Antoni Lacinai
The bigger WE, the smaller them
Polarization within an organization is a motivational and productivity killer. I encounter it way too often, and if it is too toxic, I cannot even help. (I have gotten physically ill after mediating in toxic workplaces, so I leave it to colleagues with thicker skin 🙂
If you are playing a team sport like football or basketball, you realise that when the opposing team has the ball, you ALL defend as one team. And when you have the ball, you ALL attack.
You cannot have a player saying: “I don’t like Boris, our left fielder, so I’d rather choose the right side even if it is the wrong choice right now…”
What are your thoughts?
Stay aweome ^_^
By Team Antoni Explains
The Hidden Cost of “Us vs Them”
Polarization inside organizations rarely starts as something serious. It often begins with small misunderstandings or differences in opinion. But when those differences are not addressed, they grow into division.
Once that happens, people stop thinking about the organization as a whole. They start thinking in terms of sides.
And that is where performance starts to drop.
Why teams Break when Alignment is Missing
When people are not aligned, even simple decisions become complicated.
Instead of asking “what is the best move?”, people start asking “who am I supporting?”
That shift leads to:
- Slower decisions
- Poor collaboration
- Reduced accountability
Over time, this creates friction that spreads across the entire team.
The Sports Mindset most Teams Forget
The sports example highlights something important: alignment is not optional.
In a real team environment, everyone moves together based on the situation. Personal preferences do not override team needs.
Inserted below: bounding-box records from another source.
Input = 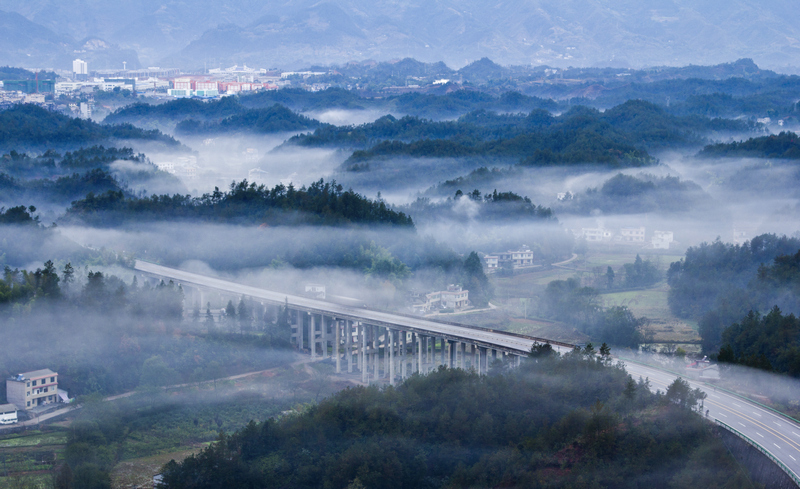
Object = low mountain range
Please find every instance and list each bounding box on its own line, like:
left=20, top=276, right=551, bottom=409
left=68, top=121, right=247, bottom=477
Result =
left=0, top=0, right=800, bottom=69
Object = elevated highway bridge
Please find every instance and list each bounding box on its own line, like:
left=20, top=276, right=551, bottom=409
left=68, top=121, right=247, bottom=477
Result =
left=135, top=261, right=800, bottom=487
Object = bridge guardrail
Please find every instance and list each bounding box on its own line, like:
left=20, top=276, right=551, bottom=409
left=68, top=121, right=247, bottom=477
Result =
left=714, top=419, right=800, bottom=487
left=138, top=259, right=576, bottom=349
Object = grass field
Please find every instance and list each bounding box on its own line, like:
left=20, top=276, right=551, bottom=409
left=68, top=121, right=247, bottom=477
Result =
left=0, top=430, right=67, bottom=482
left=111, top=443, right=207, bottom=489
left=476, top=250, right=700, bottom=342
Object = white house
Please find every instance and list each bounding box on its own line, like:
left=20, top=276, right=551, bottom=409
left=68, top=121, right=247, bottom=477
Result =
left=580, top=227, right=613, bottom=242
left=0, top=404, right=17, bottom=424
left=650, top=231, right=674, bottom=250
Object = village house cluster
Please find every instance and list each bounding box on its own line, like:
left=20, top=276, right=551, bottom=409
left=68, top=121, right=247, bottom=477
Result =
left=572, top=225, right=675, bottom=250
left=0, top=368, right=70, bottom=424
left=483, top=245, right=536, bottom=272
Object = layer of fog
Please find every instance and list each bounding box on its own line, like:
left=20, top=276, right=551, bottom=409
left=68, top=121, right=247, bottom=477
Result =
left=352, top=154, right=800, bottom=248
left=60, top=222, right=450, bottom=302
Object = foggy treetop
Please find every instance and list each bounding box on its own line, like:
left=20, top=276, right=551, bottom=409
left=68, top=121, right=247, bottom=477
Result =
left=64, top=179, right=414, bottom=228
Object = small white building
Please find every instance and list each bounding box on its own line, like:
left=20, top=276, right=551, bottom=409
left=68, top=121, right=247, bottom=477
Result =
left=483, top=245, right=533, bottom=270
left=0, top=404, right=17, bottom=424
left=619, top=227, right=645, bottom=243
left=411, top=284, right=469, bottom=314
left=650, top=231, right=674, bottom=250
left=6, top=368, right=59, bottom=410
left=304, top=284, right=325, bottom=300
left=80, top=102, right=92, bottom=119
left=580, top=227, right=614, bottom=242
left=439, top=284, right=469, bottom=309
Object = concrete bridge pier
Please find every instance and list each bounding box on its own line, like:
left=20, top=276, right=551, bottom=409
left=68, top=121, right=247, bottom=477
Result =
left=332, top=319, right=342, bottom=374
left=344, top=319, right=353, bottom=374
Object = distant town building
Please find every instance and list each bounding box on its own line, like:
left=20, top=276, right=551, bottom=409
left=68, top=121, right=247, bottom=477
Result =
left=6, top=368, right=59, bottom=410
left=80, top=102, right=92, bottom=119
left=72, top=59, right=89, bottom=80
left=483, top=245, right=533, bottom=270
left=619, top=227, right=645, bottom=243
left=0, top=404, right=17, bottom=424
left=650, top=231, right=674, bottom=250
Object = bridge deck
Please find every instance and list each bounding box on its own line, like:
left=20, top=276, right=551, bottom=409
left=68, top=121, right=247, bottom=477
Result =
left=134, top=260, right=572, bottom=355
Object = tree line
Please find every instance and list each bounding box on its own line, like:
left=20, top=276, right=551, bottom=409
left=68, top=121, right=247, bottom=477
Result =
left=155, top=345, right=748, bottom=489
left=668, top=234, right=800, bottom=376
left=64, top=179, right=414, bottom=228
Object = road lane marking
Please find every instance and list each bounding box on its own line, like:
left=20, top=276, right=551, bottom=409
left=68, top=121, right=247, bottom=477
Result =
left=709, top=401, right=800, bottom=452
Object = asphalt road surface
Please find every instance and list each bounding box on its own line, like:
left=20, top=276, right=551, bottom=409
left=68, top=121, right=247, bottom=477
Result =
left=135, top=261, right=800, bottom=477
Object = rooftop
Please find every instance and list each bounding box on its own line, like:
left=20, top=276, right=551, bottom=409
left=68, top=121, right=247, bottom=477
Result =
left=11, top=368, right=57, bottom=380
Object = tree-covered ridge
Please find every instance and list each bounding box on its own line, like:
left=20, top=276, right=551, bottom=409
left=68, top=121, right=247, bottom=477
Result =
left=0, top=104, right=179, bottom=149
left=717, top=306, right=800, bottom=377
left=289, top=100, right=748, bottom=149
left=175, top=103, right=320, bottom=134
left=698, top=131, right=800, bottom=160
left=0, top=146, right=180, bottom=205
left=344, top=129, right=656, bottom=169
left=668, top=234, right=800, bottom=362
left=0, top=168, right=126, bottom=204
left=667, top=234, right=800, bottom=320
left=156, top=345, right=748, bottom=489
left=103, top=97, right=245, bottom=124
left=64, top=179, right=414, bottom=228
left=398, top=189, right=558, bottom=223
left=0, top=66, right=58, bottom=81
left=555, top=173, right=710, bottom=214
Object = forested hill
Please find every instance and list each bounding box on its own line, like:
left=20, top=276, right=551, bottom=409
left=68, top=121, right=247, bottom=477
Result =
left=296, top=100, right=749, bottom=149
left=0, top=104, right=179, bottom=150
left=163, top=347, right=746, bottom=489
left=698, top=132, right=800, bottom=160
left=103, top=97, right=245, bottom=124
left=63, top=179, right=414, bottom=228
left=280, top=100, right=748, bottom=170
left=0, top=146, right=184, bottom=206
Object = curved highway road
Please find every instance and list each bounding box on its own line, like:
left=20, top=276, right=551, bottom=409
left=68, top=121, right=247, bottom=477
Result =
left=135, top=260, right=800, bottom=481
left=623, top=354, right=800, bottom=481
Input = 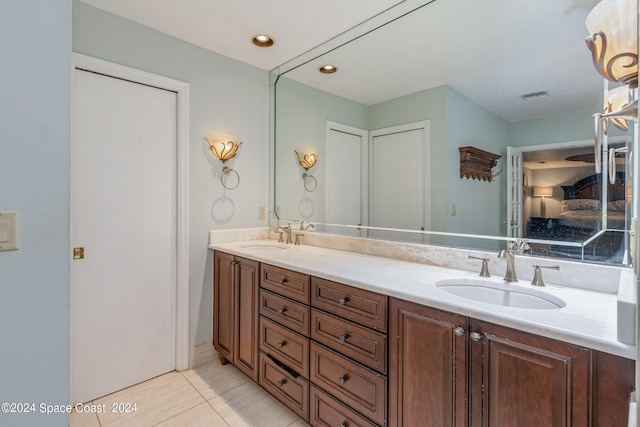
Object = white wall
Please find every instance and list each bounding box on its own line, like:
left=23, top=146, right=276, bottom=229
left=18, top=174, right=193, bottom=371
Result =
left=73, top=0, right=269, bottom=346
left=0, top=0, right=71, bottom=426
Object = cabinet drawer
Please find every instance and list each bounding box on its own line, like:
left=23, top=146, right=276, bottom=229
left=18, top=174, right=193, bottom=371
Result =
left=309, top=341, right=387, bottom=424
left=260, top=289, right=311, bottom=335
left=258, top=352, right=309, bottom=420
left=260, top=264, right=309, bottom=304
left=260, top=317, right=309, bottom=378
left=311, top=277, right=388, bottom=332
left=309, top=384, right=376, bottom=427
left=311, top=308, right=387, bottom=373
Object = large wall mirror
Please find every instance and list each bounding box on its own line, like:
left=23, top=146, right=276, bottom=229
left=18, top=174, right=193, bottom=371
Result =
left=271, top=0, right=634, bottom=265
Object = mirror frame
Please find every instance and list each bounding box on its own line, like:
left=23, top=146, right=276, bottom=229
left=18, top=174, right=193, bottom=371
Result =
left=269, top=0, right=637, bottom=266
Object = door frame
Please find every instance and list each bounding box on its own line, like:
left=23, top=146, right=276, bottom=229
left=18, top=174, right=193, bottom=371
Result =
left=69, top=52, right=189, bottom=371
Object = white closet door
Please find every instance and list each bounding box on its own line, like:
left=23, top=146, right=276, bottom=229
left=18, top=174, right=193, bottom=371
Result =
left=71, top=70, right=177, bottom=403
left=369, top=122, right=430, bottom=242
left=324, top=122, right=367, bottom=236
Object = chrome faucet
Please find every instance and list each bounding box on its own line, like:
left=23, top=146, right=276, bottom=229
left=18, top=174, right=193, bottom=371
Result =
left=498, top=239, right=529, bottom=282
left=273, top=224, right=291, bottom=244
left=498, top=243, right=518, bottom=282
left=300, top=221, right=316, bottom=231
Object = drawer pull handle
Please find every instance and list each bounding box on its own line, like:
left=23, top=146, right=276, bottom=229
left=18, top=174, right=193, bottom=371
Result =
left=469, top=332, right=484, bottom=341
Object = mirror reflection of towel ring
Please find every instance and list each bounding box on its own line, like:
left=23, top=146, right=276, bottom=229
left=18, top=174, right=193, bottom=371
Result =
left=294, top=149, right=318, bottom=193
left=302, top=172, right=318, bottom=193
left=220, top=166, right=240, bottom=190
In workplaces, however, personal bias often takes over.
People avoid certain colleagues.
They disengage in shared efforts.
They choose comfort over the right action.
And that weakens the entire system.
What strong Leadership looks like here
Leaders play a critical role in preventing this.
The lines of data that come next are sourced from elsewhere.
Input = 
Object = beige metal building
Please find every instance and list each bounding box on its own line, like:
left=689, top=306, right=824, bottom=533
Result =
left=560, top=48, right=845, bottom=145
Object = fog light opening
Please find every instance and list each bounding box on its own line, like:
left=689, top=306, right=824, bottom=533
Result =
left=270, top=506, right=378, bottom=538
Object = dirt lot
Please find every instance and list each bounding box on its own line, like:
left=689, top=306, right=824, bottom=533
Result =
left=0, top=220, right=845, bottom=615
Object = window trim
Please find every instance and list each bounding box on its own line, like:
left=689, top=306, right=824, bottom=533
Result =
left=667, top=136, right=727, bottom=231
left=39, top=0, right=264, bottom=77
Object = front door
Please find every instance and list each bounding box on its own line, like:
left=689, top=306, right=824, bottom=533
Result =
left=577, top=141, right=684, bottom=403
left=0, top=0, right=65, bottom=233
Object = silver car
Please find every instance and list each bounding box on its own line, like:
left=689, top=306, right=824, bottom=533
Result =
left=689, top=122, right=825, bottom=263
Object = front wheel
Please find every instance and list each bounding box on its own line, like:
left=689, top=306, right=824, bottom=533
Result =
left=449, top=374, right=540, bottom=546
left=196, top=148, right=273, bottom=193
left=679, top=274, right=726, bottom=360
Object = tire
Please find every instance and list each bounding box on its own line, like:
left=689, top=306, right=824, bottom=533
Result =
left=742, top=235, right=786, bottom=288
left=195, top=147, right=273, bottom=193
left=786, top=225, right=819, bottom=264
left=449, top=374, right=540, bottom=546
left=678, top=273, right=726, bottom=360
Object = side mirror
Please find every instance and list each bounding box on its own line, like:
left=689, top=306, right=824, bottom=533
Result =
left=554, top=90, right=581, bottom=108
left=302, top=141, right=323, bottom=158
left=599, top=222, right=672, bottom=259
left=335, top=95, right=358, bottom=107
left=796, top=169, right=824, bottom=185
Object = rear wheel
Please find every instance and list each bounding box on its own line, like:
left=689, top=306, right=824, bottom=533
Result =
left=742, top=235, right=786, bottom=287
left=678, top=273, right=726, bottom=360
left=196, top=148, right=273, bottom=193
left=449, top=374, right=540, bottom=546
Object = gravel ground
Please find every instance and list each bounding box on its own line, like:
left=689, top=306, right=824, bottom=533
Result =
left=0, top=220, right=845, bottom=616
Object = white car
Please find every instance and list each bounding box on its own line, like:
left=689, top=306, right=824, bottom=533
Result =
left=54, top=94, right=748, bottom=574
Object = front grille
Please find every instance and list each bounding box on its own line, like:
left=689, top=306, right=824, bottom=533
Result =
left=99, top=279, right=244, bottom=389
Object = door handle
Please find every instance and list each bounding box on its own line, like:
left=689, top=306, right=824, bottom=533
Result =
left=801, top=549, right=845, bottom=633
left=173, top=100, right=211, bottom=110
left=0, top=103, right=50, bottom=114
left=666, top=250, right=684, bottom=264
Not by forcing agreement, but by reinforcing direction.
Strong leaders:
- Keep everyone focused on shared goals
- Address tension early instead of ignoring it
- Create an environment where collaboration is expected
Because once division becomes normal, it is very difficult to reverse.
Building a stronger “WE”
A strong team identity reduces internal conflict.
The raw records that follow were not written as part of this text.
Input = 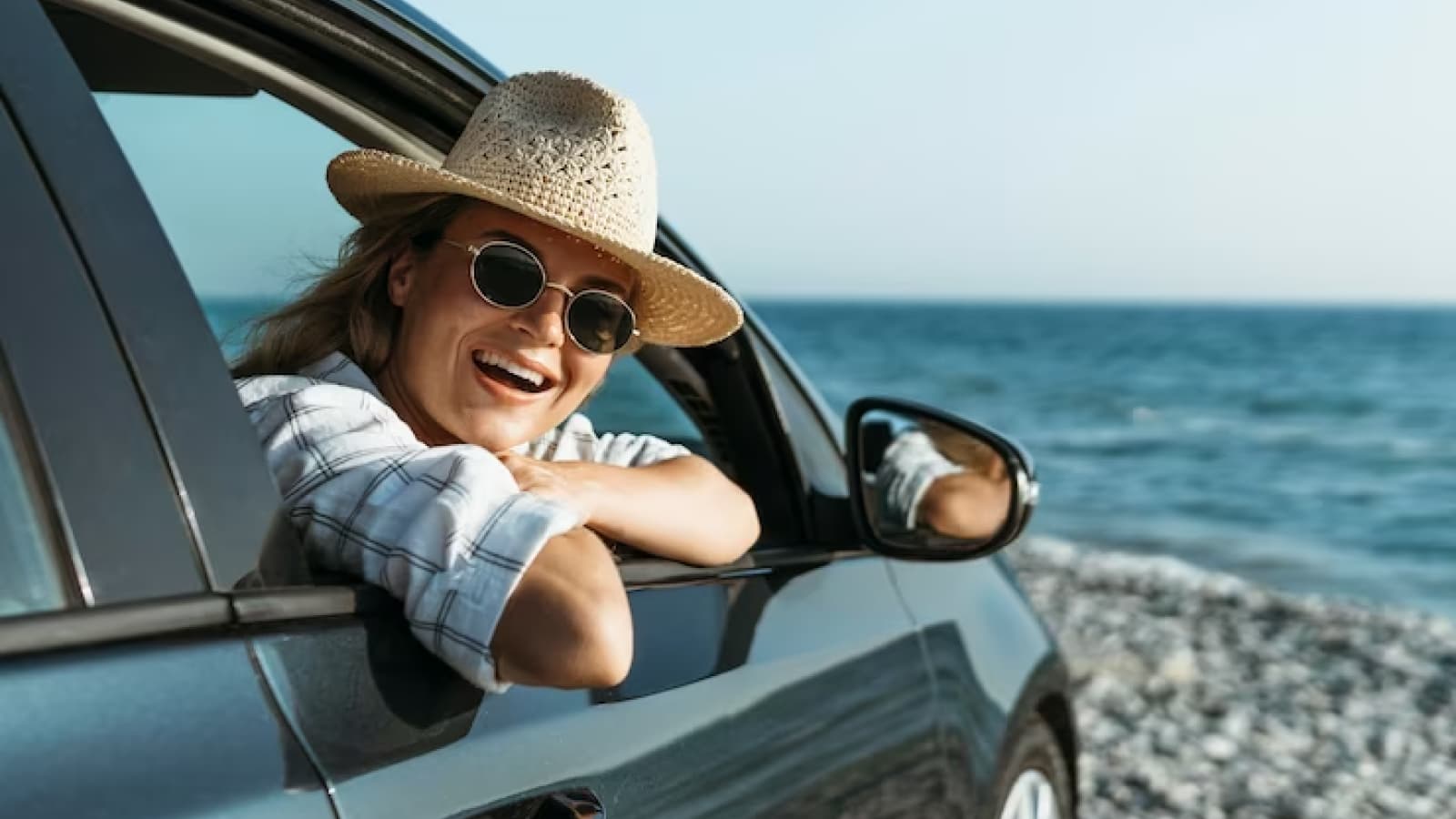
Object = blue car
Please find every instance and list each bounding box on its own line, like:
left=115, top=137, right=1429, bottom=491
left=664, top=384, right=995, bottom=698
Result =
left=0, top=0, right=1076, bottom=819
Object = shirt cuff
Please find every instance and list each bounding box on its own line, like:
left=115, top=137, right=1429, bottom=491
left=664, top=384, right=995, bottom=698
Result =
left=413, top=492, right=581, bottom=693
left=875, top=431, right=964, bottom=529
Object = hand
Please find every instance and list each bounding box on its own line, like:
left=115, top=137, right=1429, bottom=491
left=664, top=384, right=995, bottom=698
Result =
left=497, top=451, right=599, bottom=525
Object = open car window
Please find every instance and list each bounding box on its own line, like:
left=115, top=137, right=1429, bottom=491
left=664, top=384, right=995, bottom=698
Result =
left=48, top=7, right=798, bottom=573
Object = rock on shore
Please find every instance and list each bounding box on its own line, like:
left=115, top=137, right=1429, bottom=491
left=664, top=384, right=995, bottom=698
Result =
left=1007, top=540, right=1456, bottom=819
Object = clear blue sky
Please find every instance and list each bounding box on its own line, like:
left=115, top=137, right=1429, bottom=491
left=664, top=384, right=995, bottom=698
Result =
left=418, top=0, right=1456, bottom=301
left=102, top=0, right=1456, bottom=303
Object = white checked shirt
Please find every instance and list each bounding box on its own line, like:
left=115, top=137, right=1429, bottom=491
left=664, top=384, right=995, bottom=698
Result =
left=235, top=353, right=689, bottom=691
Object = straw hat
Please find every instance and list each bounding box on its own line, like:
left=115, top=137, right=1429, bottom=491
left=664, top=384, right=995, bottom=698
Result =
left=328, top=71, right=743, bottom=347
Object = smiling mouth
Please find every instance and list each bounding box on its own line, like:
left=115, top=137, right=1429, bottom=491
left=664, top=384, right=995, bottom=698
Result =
left=470, top=349, right=551, bottom=395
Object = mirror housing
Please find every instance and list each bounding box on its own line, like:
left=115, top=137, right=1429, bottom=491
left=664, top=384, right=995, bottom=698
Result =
left=844, top=397, right=1039, bottom=560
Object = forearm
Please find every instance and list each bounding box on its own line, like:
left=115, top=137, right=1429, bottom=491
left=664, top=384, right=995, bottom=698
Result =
left=490, top=529, right=632, bottom=688
left=582, top=456, right=759, bottom=565
left=915, top=472, right=1010, bottom=540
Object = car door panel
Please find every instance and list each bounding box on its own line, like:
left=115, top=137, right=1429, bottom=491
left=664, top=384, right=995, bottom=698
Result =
left=241, top=558, right=939, bottom=819
left=0, top=632, right=332, bottom=819
left=890, top=558, right=1066, bottom=816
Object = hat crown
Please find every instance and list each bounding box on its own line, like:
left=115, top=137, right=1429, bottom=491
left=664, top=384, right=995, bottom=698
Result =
left=442, top=71, right=657, bottom=252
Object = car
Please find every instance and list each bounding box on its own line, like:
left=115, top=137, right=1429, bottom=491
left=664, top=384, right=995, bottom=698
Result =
left=0, top=0, right=1076, bottom=819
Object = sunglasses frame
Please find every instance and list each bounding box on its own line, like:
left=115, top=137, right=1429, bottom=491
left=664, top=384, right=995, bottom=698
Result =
left=441, top=239, right=642, bottom=356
When people feel part of something bigger:
- They collaborate more easily
- They focus less on ego
- They take responsibility as a group
“The bigger WE, the smaller THEM” is about strengthening that shared identity.
Closing thought
You cannot build a high-performing organization if people are working against each other internally.
Alignment is not about agreement on everything.
It is about moving in the same direction when it matters.
Because in the end, teams win or lose together.